U.S. energy firms this week cut the number of oil and natural gas rigs operating to the lowest since January 2022, energy services firm Baker Hughes said in its closely followed report on June 7.
The oil and gas rig count, an early indicator of future output, fell by six to 594 in the week to June 7, decreasing for the second time in three weeks.
Baker Hughes said that puts the total rig count down 101, or 15% below this time last year.
Baker Hughes said oil rigs fell four to 492 this week, also their lowest since January 2022, while gas rigs dropped by two to 98, their lowest since October 2021.
The oil and gas rig count dropped about 20% in 2023 after rising by 33% in 2022 and 67% in 2021, due to a decline in oil and gas prices, higher labor and equipment costs from soaring inflation and as companies focused on paying down debt and boosting shareholder returns instead of raising output.

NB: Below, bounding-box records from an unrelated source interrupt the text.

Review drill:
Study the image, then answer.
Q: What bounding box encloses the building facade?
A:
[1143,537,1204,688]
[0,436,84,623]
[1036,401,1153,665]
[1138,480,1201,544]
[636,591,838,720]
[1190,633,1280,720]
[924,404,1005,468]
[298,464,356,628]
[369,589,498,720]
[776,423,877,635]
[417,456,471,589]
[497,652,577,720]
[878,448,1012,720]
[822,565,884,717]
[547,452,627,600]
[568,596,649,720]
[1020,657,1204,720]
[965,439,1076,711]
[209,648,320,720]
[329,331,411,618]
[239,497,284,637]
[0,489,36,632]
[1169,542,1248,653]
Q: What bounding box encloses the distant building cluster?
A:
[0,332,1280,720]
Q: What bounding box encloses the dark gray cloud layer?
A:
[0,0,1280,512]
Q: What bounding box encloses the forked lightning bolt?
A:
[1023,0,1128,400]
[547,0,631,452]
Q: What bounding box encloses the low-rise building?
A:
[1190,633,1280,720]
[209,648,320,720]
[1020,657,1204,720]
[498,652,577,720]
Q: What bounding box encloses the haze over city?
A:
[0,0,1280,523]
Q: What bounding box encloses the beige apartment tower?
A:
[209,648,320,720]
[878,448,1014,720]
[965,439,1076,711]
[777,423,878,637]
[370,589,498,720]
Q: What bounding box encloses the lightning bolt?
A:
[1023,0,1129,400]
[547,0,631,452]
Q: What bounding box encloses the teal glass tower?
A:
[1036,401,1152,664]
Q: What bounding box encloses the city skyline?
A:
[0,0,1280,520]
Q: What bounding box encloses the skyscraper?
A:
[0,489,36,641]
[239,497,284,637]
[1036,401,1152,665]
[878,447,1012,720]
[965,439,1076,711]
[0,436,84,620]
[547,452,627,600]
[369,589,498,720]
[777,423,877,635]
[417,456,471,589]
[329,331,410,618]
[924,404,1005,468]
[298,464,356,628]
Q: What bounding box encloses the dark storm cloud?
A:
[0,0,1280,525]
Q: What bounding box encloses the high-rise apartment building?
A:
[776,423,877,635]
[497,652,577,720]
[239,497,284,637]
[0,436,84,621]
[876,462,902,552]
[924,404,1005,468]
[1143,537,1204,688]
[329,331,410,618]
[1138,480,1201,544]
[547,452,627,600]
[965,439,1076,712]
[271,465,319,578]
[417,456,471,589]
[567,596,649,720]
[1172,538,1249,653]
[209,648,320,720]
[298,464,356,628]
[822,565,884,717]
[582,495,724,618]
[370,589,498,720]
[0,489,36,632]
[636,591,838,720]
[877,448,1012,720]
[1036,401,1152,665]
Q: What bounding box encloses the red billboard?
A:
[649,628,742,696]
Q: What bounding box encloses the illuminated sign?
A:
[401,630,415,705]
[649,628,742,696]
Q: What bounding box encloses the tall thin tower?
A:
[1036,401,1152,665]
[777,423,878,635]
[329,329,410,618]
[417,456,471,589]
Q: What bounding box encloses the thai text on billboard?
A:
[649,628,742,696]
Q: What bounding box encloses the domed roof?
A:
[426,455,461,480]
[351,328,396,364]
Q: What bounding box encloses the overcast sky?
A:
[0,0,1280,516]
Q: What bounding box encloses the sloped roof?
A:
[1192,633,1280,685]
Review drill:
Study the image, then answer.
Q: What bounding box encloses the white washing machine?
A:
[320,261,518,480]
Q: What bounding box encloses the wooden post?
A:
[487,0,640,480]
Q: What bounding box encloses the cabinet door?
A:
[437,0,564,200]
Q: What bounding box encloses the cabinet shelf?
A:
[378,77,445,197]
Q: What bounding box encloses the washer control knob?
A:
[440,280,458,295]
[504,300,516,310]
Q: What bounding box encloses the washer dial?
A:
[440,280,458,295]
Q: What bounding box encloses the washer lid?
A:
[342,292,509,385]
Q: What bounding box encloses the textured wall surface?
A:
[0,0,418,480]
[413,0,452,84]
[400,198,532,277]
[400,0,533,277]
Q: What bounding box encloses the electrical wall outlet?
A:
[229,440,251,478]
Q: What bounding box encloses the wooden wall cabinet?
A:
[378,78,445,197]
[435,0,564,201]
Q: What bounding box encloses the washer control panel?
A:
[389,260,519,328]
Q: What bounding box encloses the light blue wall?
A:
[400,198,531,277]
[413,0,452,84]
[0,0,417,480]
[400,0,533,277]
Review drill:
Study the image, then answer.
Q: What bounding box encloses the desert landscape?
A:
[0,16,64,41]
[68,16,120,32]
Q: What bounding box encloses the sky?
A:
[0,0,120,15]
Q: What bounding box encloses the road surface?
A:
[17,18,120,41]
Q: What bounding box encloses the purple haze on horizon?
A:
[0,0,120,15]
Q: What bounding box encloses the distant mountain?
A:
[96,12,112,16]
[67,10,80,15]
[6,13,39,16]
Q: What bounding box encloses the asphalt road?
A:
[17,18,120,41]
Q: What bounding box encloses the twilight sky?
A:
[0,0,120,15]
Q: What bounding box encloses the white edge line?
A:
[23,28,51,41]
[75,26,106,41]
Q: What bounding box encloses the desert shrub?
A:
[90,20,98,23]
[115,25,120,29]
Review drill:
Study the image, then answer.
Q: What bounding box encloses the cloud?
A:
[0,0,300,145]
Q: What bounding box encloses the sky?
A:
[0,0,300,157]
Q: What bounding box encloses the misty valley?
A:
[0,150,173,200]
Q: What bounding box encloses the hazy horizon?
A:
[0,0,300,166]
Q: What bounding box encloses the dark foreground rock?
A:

U.S. oil futures were up about 6% so far in 2024 after dropping by 11% in 2023, while U.S. gas futures were up about 16% so far in 2024 after plunging by 44% in 2023.
That increase in oil prices should encourage drillers to boost U.S. crude output from a record 12.9 MMbbl/d in 2023 to 13.2 MMbbl/d in 2024 and 13.7 MMbbl/d in 2025, according to the latest U.S. Energy Information Administration (EIA) outlook.
Even though gas futures were trading higher now, several producers reduced spending on drilling activities earlier in the year after prices dropped to 3-1/2-year lows in February and March.
That drilling decline should cause U.S. gas output to slide to 103 Bcf/d in 2024, down from a record high of 103.8 Bcf/d in 2023, according to the EIA.